Expedited Larch closure spurs anger
Lawmakers send new letter to governor, questioning motives
Friday, January 22, 2010
The entire Clark County legislative delegation sent a letter to Gov. Chris Gregoire Thursday — the second in a week — questioning her motives for closing Larch Corrections Center and demanding to know why the closure timeline has been moved up.
The original plan by Gregoire and the Department of Corrections was to close part of the 480-bed minimum-security prison in April and to complete the transfer of staff and inmates by June 30.
Now Larch workers have told lawmakers that the first transfers are scheduled to begin March 1.
‘We cannot help but suspect that the motivation for this push to implement the closure plan is to render useless our efforts to keep Larch open and that if the majority of inmates are moved and a large number of staff are transferred to other institutions it would be too costly to undo these changes,” the legislators wrote.
“I’m very concerned that while the governor is expediting the timeline for closure, she’s delaying us from receiving critical information about the feasibility and long-term costs associated with full closure,” said Rep. Ed Orcutt, R-Kalama, in a written statement. “It seems the harder we push for accurate information, the more the timeline gets moved forward.”
Corrections spokesman Chad Lewis confirmed that one of the two units at Larch will close in March. He said that’s because the prison is receiving no inmates, so beds are emptying. He said the first wave of layoffs is still likely to happen in April.
Sen. Joe Zarelli, R-Ridgefield, noted that the independent consultant the state hired to study the closure of state facilities last year recommended a temporary, partial closure of Larch and never analyzed the impacts of the full closure now planned by the governor.
“An independent study is supposed to take the politics out of the equation and insert factual data so that an informed decision can be made,” Zarelli said. “Unfortunately, the report is being ignored, politics seems to be playing a prominent role and local jobs will be lost unnecessarily.”
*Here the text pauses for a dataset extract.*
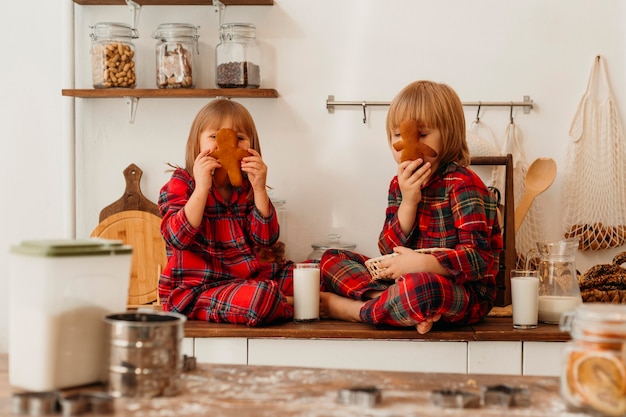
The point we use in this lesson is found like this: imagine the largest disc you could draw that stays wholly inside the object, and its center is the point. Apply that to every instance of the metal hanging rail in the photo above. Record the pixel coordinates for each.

State officials have said the closure of Larch would save the state $12.5 million in the current budget cycle. But the lawmakers said when they met with representatives from the Office of Financial Management and the Department of Corrections recently, those officials were unable to answer their questions about the overall fiscal impact of closing Larch, including the capital costs of a permanent closure.
Rep. Jaime Herrera, R-Camas, noted that costs to the Department of Natural Resources are likely to go up dramatically without the use of the inmate fire crews based at Larch. The DNR pays about $3,000 a day to deploy a 20-man inmate crew; the going rate for a contract crew ranges from $9,000 to $15,000 per day.
“This is the type of action that continues to perpetuate a level of mistrust between citizens and government,” Herrera said.
Lewis told The Columbian that fire crews from Cedar Creek Corrections Center, near Littlerock in south Thurston County, will be deployed to fight the wildfires that Larch crews respond to now.
The legislators asked for a thorough study of the impact of the closure on DNR and other state natural resource agencies before the state moves forward with the closure.
“I believe state government needs to consolidate to save money,” Orcutt said. “But that consolidation has to create actual savings, not just perceived savings.” In fact, he said, the closure could result in a net increase in the state’s overall costs.
Thursday’s letter also notes that the closure would cost 114 jobs at a time when unemployment in Clark County has spiked to 14.3 percent, the highest jobless rate in Washington.
Signing the letter were state Senators Zarelli, Craig Pridemore, Don Benton and Jim Honeyford and Representatives Orcutt, Herrera, Deb Wallace, Tim Probst, Jim Moeller, Jim Jacks, Bruce Chandler and David Taylor.